原來沈棠果真是晉國福親王的女兒,這幾年晉國一直派人尋找沈棠的下落,最後無功而返的原因是陸持在中間阻攔,刻意將沈棠的消息藏了起來。只是程薴婉不太清楚,陸持到底是什麼時候知道沈棠身份的。
嬤嬤在一旁說:「據說當年沈棠已經離開伯恩王府,是世子爺給雲姨娘下了藥,將沈棠逼回聽松院。先前還覺得奇怪,怎麼世子爺就和一個丫頭過不去,現在想想,怕是那時候就知道了沈棠的身份,刻意將人留下來的。」
這句話說得對,也不對,若真是那樣,以陸持的手腕,早些年就將人騙得死心塌地,哪像現在兩個人一直犟著。
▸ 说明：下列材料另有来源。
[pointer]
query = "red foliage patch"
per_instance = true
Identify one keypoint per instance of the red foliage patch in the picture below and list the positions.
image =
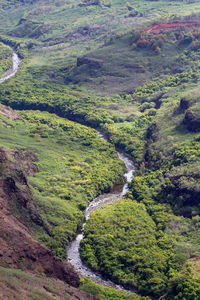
(157, 28)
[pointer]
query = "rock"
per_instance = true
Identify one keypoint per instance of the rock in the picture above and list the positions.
(90, 61)
(153, 132)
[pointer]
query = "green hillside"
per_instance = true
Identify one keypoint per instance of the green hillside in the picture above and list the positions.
(95, 64)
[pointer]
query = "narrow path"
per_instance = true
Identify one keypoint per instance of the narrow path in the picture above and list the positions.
(16, 61)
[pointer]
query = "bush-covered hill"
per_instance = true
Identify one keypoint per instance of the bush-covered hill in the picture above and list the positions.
(72, 52)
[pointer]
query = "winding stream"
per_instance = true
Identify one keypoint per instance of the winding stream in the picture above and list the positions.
(73, 248)
(118, 192)
(15, 65)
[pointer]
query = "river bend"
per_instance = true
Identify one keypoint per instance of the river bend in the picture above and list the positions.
(73, 248)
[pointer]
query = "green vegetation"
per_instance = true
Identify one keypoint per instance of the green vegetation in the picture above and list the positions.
(74, 165)
(5, 59)
(74, 68)
(106, 293)
(15, 284)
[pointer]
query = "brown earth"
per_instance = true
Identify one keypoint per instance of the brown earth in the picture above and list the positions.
(9, 113)
(18, 249)
(164, 26)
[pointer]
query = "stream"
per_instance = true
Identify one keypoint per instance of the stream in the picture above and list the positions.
(117, 192)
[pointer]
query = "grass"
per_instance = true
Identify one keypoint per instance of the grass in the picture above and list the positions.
(74, 165)
(16, 284)
(5, 59)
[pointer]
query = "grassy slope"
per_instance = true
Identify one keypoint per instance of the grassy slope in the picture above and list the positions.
(5, 59)
(74, 165)
(49, 61)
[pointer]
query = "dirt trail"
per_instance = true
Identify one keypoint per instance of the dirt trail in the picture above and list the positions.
(166, 26)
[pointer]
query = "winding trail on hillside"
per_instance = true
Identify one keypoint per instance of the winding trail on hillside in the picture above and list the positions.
(117, 192)
(15, 66)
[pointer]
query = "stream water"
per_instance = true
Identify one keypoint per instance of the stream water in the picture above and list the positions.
(15, 65)
(117, 192)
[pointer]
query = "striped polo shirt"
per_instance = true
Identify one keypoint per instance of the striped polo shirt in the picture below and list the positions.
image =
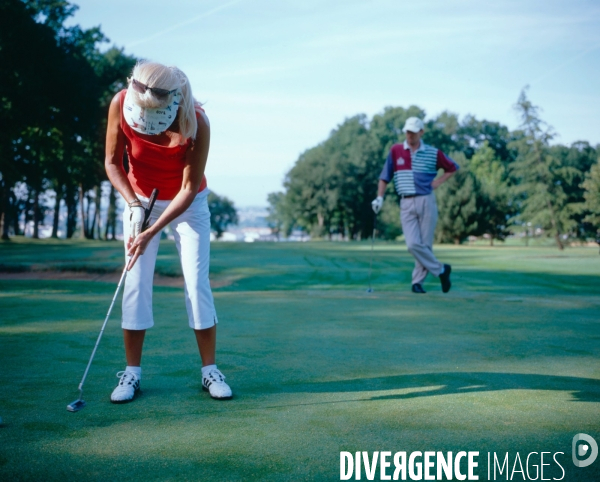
(413, 172)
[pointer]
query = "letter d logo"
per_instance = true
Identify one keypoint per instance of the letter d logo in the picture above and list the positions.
(580, 450)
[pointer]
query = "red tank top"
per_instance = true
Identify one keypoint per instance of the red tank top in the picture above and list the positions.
(153, 166)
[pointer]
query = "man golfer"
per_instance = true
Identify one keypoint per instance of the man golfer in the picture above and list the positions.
(413, 165)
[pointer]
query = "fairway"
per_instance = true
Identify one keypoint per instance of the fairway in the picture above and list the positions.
(505, 362)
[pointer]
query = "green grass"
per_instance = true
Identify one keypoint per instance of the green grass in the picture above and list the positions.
(506, 362)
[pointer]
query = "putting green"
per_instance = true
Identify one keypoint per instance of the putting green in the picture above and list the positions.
(505, 362)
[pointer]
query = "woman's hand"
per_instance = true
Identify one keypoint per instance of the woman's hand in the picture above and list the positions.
(137, 246)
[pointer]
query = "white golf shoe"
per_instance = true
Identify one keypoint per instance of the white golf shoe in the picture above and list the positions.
(127, 389)
(213, 382)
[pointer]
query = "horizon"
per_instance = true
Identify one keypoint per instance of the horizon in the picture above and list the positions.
(277, 78)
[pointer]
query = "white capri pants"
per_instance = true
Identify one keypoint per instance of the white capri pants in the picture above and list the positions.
(192, 237)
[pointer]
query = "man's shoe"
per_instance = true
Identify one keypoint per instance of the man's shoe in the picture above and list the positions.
(127, 389)
(213, 382)
(417, 288)
(445, 278)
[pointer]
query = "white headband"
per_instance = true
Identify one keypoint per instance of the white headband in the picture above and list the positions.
(150, 121)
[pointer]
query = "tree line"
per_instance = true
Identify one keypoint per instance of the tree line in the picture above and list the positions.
(55, 91)
(509, 182)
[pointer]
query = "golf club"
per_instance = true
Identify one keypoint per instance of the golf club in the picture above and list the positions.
(80, 403)
(370, 290)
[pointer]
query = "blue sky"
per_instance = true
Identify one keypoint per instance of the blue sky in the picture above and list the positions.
(277, 76)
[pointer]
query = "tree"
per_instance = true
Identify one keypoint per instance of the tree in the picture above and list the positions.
(222, 213)
(544, 201)
(495, 192)
(592, 197)
(280, 218)
(461, 206)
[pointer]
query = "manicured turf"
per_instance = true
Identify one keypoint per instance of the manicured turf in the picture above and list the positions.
(506, 362)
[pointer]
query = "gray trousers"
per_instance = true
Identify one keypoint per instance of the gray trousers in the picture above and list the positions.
(418, 216)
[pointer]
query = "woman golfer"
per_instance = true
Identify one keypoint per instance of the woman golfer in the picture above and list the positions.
(166, 135)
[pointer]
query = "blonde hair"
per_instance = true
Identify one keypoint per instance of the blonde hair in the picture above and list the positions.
(157, 75)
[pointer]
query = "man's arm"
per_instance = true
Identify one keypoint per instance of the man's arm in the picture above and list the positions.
(442, 179)
(448, 165)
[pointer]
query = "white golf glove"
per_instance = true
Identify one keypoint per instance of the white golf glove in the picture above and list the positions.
(136, 219)
(377, 203)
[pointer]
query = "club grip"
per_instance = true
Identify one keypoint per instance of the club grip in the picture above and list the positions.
(148, 210)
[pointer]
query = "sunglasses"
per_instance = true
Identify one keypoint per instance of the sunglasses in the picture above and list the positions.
(158, 93)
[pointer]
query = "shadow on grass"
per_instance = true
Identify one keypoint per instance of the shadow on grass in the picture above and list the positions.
(452, 383)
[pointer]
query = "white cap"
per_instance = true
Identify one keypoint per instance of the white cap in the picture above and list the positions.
(413, 124)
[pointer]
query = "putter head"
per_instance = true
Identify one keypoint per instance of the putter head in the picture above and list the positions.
(76, 406)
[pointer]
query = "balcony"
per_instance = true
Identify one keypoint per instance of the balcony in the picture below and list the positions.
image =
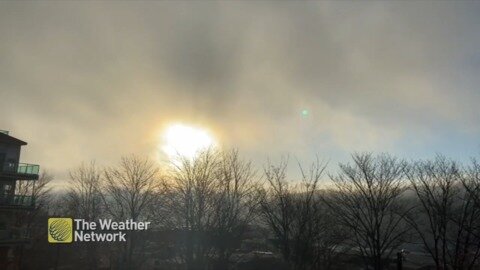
(19, 171)
(17, 202)
(14, 236)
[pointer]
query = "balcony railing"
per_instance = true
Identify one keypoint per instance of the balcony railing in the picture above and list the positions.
(14, 235)
(20, 168)
(17, 201)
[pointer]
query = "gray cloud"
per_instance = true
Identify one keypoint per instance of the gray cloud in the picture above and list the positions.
(100, 79)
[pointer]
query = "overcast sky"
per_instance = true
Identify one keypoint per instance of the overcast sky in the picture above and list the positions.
(97, 80)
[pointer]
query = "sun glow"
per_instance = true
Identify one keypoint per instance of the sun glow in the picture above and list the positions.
(180, 140)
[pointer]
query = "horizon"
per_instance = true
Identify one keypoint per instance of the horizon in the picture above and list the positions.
(96, 81)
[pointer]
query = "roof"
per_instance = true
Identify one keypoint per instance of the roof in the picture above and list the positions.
(4, 138)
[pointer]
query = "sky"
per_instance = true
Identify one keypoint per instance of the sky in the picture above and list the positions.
(98, 80)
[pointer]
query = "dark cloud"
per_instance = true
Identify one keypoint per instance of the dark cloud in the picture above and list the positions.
(100, 79)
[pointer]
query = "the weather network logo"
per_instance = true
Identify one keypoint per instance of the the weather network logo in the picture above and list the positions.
(60, 230)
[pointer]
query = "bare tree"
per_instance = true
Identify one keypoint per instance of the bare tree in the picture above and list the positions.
(128, 193)
(84, 200)
(235, 202)
(297, 217)
(446, 218)
(38, 195)
(211, 200)
(84, 197)
(367, 198)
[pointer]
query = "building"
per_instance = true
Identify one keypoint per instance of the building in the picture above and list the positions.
(17, 182)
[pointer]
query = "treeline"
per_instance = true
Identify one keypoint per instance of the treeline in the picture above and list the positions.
(204, 209)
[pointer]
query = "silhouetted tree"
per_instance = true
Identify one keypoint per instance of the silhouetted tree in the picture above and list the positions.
(298, 219)
(445, 218)
(129, 190)
(367, 198)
可是話不都是人說出來的嗎,她將紙張摺疊起來,露出一個溫和的笑容,「世子爺想娶沈棠,日後我們也算是妯娌,我也該送她一份東西。」
這些都是後話,盛京發生的事情陸持和沈棠全然不知,在汾陽關起門來過自己的日子。刺史那邊有了動作,陸持也開始忙碌起來,手中握著不少證據。
年前他特意空出一段時間來,同沈棠一起過年。兩個人相處這麼久,在一起過年倒是頭一遭,也格外看重。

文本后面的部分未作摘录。